Hint:First of all, we will draw the schematic diagram of the scenario. After that we will apply the formula of the resolution of the telescope. We will replace the angular separation by distance between the stars and distance from the earth in a correct way. We will substitute the required values and obtain the answer.

Formula used:
The resolution of a telescope can be related with the formula as given below:
\[\theta = \dfrac{{1.22 \times \lambda }}{D}\] …… (1)
Where,
\[\theta \] indicates the angular separation.
\[\lambda \] indicates the wavelength of the light.
\[D\] indicates the diameter of the objective lens.

Complete step by step answer:
In the given question, we are supplied with the following data:
There are two stars which are at a distance of \[10\] light years away from the earth.They are seen through a telescope whose objective is of diameter \[30\,{\text{cm}}\] .We are asked to find the minimum distance between the two stars so that they are just resolved by the telescope.We are also given that \[1\] light year equals \[9.46 \times {10^{15}}\,{\text{m}}\] .

To begin with, we need to draw a simple diagram to depict the scenario, for better understanding.

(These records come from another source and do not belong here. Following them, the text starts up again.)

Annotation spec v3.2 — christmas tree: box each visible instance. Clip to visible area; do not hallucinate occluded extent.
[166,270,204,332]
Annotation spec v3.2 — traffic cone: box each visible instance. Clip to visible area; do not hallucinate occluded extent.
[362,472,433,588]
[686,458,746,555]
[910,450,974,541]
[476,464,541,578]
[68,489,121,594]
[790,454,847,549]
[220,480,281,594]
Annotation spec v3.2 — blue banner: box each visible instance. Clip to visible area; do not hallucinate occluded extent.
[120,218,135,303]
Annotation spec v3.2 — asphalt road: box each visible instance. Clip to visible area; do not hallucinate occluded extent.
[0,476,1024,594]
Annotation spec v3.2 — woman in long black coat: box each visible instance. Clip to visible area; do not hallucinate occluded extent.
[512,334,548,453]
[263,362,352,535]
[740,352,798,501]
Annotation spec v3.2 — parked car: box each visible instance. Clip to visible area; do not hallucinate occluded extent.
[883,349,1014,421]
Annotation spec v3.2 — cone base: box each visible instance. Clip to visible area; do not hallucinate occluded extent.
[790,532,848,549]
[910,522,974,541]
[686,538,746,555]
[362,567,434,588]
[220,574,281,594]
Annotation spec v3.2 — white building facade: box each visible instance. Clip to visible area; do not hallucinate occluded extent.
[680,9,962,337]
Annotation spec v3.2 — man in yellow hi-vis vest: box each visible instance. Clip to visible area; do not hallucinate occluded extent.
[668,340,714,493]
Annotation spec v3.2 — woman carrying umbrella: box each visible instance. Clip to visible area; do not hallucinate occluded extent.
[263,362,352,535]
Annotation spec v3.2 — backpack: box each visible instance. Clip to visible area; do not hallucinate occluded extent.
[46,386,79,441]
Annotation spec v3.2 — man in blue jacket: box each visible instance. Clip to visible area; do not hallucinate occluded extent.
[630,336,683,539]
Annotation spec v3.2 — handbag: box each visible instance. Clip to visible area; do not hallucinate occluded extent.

In the given diagram, the angular separation of the two stars as viewed from the earth, through the telescope, is \[\theta \] .
From the diagram the angular separation can be written as given below:
\[\theta = \dfrac{l}{d}\]

Now, we use the equation (1) and we get:
$\theta = \dfrac{{1.22 \times \lambda }}{D} \\
\Rightarrow \dfrac{l}{d} = \dfrac{{1.22 \times \lambda }}{D} \\
\Rightarrow l = \dfrac{{1.22 \times \lambda \times d}}{D} \\
\Rightarrow l = \dfrac{{1.22 \times 600 \times {{10}^{ - 9}} \times 10 \times 9.46 \times {{10}^{15}}}}{{30 \times {{10}^{ - 2}}}} \\
\Rightarrow l = 2.3 \times {10^{11}}\,{\text{m}} \\
\Rightarrow l = 2.3 \times {10^{11}} \times {10^{ - 3}}\,{\text{km}} \\
\Rightarrow l = 2.3 \times {10^8}\,{\text{km}}$
Therefore, the distance between the two stars is found to be \[2.3 \times {10^8}\,{\text{km}}\] .
Hence, the order is \[{10^8}\,{\text{km}}\] .

The correct option is A.

Note:While solving the problem, it is important to draw the diagram, as it reduces most of the chances to get wrong. As the two stars are present at a very large distance, we can assume the distance of separation to be arc. Most of the students get confused at this point. Larger the diameter of the objective is, higher is the resolution of the telescope.